The NBTC has toned down earlier statements, and extended a mid-May deadline so that legal evidence such as court orders could be furnished. Last week, the regulator told reporters that most of the 3,726 pages identified with problematic content were still accessible from Thailand. If this continued beyond Aug. 7, internet service providers were threatened with license suspensions or cancelations by Takorn Tantasith, the NBTC's secretary general.
As of Monday, the latest deadline, 1,834 pages were confirmed as blocked. Takorn said the blame for the shortfall fell on the regulator's side, since not all relevant documents had been translated into English and forwarded. Facebook and YouTube had complied "100%" blocking pages with the proper paperwork, he said.
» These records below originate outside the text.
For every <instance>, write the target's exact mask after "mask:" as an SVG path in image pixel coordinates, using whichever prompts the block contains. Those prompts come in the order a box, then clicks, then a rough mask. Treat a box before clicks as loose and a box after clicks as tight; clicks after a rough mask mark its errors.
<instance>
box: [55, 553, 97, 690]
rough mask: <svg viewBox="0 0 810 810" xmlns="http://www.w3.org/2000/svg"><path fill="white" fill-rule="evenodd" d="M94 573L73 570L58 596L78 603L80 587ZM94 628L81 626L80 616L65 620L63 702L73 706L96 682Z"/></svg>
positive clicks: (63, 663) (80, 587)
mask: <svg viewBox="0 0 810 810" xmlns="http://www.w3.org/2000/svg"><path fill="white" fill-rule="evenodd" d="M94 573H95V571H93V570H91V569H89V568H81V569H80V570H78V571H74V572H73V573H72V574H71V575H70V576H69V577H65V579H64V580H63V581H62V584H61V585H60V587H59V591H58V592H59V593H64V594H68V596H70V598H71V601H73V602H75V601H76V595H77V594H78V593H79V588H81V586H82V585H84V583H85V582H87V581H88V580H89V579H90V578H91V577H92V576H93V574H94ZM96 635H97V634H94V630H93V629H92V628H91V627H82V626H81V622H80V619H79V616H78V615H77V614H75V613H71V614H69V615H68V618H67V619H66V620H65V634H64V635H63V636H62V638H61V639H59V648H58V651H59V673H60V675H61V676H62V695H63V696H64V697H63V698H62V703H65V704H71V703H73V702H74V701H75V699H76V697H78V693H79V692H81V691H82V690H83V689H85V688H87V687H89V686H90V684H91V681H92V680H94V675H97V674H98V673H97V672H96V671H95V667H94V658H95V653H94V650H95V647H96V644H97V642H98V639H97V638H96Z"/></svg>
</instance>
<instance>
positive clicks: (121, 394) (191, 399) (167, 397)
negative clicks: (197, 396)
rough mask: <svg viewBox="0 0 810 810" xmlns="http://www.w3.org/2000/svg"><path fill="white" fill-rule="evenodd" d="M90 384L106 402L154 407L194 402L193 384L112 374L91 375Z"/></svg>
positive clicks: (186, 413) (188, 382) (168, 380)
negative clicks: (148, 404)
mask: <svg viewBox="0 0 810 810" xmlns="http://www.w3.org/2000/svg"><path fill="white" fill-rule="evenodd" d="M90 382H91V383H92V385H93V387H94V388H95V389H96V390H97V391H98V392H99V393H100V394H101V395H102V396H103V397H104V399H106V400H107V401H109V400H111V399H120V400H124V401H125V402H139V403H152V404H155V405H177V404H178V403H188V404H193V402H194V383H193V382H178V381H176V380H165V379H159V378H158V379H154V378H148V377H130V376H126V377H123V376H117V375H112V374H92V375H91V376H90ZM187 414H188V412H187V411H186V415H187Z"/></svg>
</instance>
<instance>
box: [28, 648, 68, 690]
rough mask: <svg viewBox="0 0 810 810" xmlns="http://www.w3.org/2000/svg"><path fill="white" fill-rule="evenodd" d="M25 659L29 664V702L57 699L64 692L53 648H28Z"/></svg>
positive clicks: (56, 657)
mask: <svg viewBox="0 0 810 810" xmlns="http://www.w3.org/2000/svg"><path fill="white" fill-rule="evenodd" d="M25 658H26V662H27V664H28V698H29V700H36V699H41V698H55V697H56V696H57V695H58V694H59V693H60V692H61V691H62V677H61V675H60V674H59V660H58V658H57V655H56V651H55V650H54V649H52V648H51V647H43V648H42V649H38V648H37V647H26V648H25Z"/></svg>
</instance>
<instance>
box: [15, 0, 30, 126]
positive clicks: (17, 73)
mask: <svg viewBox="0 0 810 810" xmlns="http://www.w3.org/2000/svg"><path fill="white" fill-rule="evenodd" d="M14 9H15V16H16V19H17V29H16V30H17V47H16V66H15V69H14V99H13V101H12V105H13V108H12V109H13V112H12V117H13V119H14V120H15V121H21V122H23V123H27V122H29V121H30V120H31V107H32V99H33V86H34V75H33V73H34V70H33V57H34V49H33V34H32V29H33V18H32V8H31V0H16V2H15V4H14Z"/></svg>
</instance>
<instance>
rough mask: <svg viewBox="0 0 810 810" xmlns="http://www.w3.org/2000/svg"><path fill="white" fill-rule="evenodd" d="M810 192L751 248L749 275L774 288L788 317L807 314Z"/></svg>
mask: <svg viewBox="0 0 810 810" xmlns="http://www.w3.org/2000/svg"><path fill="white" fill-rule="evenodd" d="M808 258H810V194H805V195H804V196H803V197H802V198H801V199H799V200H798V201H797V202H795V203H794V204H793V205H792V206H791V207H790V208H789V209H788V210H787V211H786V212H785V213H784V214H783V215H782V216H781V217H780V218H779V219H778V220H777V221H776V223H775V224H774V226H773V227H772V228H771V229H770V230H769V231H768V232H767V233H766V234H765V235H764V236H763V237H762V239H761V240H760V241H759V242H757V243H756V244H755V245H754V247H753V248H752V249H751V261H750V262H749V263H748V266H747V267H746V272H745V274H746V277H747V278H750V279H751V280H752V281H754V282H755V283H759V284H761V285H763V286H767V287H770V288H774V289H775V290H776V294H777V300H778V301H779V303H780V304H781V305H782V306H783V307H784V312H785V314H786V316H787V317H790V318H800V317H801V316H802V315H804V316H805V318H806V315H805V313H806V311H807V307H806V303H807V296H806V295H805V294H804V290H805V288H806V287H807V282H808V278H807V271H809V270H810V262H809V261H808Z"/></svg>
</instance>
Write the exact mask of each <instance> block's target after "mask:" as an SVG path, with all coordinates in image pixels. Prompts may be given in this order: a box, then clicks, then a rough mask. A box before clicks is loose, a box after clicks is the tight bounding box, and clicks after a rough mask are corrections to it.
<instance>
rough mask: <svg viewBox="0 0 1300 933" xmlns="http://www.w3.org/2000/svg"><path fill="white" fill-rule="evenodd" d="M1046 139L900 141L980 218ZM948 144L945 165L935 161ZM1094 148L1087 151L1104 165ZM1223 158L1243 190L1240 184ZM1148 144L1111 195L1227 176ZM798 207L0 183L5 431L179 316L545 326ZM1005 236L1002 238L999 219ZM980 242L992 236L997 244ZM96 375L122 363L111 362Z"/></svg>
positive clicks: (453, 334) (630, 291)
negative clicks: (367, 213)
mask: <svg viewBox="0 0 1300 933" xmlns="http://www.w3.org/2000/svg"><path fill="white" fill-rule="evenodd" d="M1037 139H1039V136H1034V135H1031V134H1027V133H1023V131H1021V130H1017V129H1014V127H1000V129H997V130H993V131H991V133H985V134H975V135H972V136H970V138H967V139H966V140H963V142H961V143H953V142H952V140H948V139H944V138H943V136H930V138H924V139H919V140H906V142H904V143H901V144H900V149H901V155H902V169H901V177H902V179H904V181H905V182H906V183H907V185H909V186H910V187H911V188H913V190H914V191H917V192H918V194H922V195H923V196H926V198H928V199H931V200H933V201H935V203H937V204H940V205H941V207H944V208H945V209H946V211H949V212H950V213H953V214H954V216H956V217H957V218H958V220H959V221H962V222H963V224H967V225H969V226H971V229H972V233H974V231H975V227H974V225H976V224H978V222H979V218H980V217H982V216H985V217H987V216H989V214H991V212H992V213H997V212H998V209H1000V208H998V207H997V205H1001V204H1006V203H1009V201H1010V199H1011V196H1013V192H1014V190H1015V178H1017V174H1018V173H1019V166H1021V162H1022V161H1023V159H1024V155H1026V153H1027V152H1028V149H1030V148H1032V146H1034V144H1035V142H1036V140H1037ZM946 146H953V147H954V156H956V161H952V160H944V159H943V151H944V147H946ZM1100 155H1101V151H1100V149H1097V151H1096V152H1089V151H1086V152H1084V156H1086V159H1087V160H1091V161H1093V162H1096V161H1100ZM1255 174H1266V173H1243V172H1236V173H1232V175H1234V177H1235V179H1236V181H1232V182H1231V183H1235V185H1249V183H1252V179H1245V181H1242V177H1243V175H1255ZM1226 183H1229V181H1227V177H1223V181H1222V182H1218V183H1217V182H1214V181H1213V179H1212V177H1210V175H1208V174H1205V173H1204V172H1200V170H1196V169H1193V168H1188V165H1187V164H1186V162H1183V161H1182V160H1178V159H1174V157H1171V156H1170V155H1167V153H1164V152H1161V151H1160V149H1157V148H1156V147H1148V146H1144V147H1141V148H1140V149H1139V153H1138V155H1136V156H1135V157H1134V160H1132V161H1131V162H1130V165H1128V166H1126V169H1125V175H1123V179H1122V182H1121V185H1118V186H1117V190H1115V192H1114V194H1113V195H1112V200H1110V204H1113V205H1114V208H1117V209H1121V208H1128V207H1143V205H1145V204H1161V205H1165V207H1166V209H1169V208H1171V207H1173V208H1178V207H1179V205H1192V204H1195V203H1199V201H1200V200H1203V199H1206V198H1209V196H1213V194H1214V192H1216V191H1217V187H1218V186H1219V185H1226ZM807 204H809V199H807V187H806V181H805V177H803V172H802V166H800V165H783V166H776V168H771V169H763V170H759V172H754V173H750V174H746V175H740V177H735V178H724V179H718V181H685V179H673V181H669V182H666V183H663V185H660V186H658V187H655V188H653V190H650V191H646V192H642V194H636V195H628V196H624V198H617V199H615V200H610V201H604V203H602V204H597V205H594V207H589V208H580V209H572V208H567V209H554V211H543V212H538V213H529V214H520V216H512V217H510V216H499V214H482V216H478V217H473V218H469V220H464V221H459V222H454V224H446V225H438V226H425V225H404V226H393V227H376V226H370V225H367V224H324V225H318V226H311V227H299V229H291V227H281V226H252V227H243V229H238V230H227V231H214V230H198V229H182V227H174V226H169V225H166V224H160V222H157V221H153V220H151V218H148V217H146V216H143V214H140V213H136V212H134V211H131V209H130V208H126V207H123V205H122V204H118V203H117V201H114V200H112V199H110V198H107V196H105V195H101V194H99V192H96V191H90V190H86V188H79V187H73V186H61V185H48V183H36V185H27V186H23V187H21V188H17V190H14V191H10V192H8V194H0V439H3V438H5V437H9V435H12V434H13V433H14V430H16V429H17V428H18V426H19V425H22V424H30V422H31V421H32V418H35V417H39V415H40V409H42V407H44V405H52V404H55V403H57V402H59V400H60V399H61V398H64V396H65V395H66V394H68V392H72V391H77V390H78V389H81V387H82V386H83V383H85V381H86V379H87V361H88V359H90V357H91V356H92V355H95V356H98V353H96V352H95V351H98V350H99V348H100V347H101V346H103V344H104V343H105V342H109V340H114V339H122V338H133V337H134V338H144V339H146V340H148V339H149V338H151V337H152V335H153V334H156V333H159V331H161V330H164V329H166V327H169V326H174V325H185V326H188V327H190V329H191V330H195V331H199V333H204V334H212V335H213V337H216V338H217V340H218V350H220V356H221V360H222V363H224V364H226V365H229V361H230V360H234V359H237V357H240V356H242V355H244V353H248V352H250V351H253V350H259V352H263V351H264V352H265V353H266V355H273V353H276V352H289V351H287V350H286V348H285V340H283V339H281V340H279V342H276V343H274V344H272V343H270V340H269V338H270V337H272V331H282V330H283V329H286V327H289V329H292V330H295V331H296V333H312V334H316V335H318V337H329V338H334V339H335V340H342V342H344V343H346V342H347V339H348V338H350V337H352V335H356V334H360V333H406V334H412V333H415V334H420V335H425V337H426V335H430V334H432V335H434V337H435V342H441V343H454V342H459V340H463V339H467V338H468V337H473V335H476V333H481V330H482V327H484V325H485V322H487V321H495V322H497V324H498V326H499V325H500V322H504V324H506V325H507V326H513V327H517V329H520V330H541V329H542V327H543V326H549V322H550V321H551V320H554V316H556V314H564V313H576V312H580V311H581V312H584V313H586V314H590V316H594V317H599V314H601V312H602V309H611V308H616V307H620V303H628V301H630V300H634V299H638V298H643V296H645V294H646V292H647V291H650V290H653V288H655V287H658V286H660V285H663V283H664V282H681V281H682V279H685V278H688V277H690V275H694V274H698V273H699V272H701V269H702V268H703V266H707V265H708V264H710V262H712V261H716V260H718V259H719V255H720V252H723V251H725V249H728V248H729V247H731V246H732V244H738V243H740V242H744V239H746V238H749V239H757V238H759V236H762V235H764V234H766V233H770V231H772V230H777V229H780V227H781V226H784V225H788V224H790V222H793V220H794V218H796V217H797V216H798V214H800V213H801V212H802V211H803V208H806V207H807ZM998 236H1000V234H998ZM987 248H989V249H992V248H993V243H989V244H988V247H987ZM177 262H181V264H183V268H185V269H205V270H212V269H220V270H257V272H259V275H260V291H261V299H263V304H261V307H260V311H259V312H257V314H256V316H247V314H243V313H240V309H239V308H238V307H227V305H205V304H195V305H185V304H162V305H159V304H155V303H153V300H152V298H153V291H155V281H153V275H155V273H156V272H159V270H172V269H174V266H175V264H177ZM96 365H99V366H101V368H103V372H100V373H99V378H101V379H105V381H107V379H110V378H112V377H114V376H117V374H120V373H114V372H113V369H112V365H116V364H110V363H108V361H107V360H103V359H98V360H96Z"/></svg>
"YouTube said they are confused about why news came out that they have not been cooperative," said Takorn. "In fact, they have fully cooperated with us. They said we should submit the remaining court orders for them to proceed."
Takorn did not go into further details, but said that he will report to Deputy Prime Minister Prajin Juntong and await further instructions.
Thailand has the harshest law of lese-majeste in the world, carrying jail terms of up to 15 years for offenses against the monarchy. The military government which seized power in May 2014 has stepped up efforts to regulate social media following the death in October of King Bhumibol Adulyadej and the accession of his son, King Maha Vajiralongkorn Bodindradebayavarangkun.